Take chamomile tea, for instance. Under pharmaceutical guidelines, it must consist of flowers.
“The chamomile tea you can buy in the supermarket usually contains herbage, leaves and stems as well. It tastes like chamomile, which is fully sufficient for a foodstuff,” Sellerberg says.
“Medicinal chamomile tea, on the other hand, consists only of flowers and hence is higher in essential oils and other valuable ingredients.”
So if you want a tasty, chamomile-flavoured drink, the supermarket tea is a good – and less expensive – choice.
But if it’s a tea with a medicinal effect you’re looking for – say, to ease gastrointestinal discomfort – you should probably get chamomile tea from a pharmacy.
Technically speaking, tea is an infusion, a beverage prepared by extracting water-soluble substances from cured tea leaves in hot or boiling water.
“Tea always makes sense for me when the ingredients are drawn out of the medicinal plants with hot water and have an effect in the body,” says Fuerst.
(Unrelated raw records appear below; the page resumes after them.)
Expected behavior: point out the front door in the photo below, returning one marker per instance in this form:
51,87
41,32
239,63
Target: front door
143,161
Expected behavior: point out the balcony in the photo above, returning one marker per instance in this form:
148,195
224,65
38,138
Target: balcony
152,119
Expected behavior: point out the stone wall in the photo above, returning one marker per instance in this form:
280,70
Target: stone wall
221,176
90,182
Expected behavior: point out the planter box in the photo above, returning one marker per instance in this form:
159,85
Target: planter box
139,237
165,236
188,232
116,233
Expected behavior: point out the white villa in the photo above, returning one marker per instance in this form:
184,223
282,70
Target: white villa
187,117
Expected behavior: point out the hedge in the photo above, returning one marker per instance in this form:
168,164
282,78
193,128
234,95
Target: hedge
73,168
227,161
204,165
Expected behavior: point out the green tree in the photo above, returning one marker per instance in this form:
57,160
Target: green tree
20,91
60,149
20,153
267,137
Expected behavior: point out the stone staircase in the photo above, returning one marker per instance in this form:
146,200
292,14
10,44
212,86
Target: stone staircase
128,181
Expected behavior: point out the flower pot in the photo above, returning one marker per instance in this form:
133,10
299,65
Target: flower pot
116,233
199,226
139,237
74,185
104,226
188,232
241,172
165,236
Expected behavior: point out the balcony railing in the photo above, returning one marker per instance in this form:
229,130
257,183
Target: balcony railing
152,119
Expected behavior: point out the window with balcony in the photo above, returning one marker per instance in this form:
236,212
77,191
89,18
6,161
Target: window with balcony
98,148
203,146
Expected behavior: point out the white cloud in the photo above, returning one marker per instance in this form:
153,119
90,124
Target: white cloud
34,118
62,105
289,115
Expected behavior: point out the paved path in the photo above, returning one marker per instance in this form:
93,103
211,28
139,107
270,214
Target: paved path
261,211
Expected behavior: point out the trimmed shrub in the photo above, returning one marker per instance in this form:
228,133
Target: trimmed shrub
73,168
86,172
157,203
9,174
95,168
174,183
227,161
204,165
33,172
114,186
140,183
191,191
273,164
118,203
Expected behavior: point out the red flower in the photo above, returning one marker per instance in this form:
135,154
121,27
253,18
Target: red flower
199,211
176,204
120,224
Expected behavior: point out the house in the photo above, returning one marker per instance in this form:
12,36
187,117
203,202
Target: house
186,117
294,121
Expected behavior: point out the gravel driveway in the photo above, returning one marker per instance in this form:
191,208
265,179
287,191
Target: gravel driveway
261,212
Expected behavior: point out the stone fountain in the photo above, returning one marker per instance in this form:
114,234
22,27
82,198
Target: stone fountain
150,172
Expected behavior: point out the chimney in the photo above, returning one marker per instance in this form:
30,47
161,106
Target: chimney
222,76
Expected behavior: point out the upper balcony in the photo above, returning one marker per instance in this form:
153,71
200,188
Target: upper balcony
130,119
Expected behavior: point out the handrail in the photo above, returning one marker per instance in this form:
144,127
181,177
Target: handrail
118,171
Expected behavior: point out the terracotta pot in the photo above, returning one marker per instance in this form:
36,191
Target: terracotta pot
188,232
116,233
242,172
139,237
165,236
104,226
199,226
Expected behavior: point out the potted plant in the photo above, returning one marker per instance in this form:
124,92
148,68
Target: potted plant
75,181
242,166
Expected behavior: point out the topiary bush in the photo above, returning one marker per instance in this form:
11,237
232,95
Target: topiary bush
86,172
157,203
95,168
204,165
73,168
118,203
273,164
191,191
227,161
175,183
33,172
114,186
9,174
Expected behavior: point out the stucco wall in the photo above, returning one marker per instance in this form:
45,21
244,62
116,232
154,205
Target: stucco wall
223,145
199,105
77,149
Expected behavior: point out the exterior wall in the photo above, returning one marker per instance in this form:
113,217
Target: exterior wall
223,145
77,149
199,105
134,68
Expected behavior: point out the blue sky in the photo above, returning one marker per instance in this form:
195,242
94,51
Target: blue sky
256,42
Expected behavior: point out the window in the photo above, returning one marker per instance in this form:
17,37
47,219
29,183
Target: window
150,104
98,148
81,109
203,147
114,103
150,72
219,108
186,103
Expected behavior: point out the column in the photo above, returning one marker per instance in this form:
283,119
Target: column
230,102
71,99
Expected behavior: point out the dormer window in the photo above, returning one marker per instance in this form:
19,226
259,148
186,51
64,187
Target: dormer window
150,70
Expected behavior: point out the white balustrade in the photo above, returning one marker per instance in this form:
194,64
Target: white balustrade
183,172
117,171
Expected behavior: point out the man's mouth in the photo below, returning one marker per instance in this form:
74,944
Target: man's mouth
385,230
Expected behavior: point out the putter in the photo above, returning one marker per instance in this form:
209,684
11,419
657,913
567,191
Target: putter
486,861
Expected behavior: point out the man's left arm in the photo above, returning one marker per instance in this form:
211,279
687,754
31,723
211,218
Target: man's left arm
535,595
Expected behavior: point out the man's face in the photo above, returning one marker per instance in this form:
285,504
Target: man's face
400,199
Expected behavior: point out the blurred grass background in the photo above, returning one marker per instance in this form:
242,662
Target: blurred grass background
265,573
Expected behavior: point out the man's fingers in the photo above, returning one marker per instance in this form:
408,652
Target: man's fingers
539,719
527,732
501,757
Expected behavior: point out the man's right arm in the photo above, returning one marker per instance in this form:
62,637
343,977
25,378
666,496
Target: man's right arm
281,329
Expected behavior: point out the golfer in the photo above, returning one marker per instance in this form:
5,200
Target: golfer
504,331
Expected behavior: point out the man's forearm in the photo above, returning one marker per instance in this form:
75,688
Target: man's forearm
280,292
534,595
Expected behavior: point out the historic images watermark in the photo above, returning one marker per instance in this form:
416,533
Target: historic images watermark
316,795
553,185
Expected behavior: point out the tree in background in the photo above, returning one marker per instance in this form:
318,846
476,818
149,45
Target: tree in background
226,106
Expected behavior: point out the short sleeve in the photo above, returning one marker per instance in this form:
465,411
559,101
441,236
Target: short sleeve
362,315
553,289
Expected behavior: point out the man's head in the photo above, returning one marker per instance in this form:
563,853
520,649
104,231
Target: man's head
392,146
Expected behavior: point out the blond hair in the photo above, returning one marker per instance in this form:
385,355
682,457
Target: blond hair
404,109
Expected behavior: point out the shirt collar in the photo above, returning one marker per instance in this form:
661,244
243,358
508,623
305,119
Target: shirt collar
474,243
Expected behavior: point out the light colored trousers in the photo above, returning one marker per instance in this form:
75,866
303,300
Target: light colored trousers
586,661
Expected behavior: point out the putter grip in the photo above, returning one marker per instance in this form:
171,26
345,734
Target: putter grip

But how effective are medicinal teas really?
Clinical studies of them are tricky.
“Everyone makes tea a little bit differently – the amount of tea, steeping time and water temperature vary,” notes Sellerberg.
Since conclusive scientific evidence is lacking, the health benefits of many teas can only be said to be plausible.
However, as Fuerst puts it, “the compositions of medicinal teas are known, and it can definitely be said that medicinal teas are quite helpful in easing indisposition.”
The therapy they provide is mild, though.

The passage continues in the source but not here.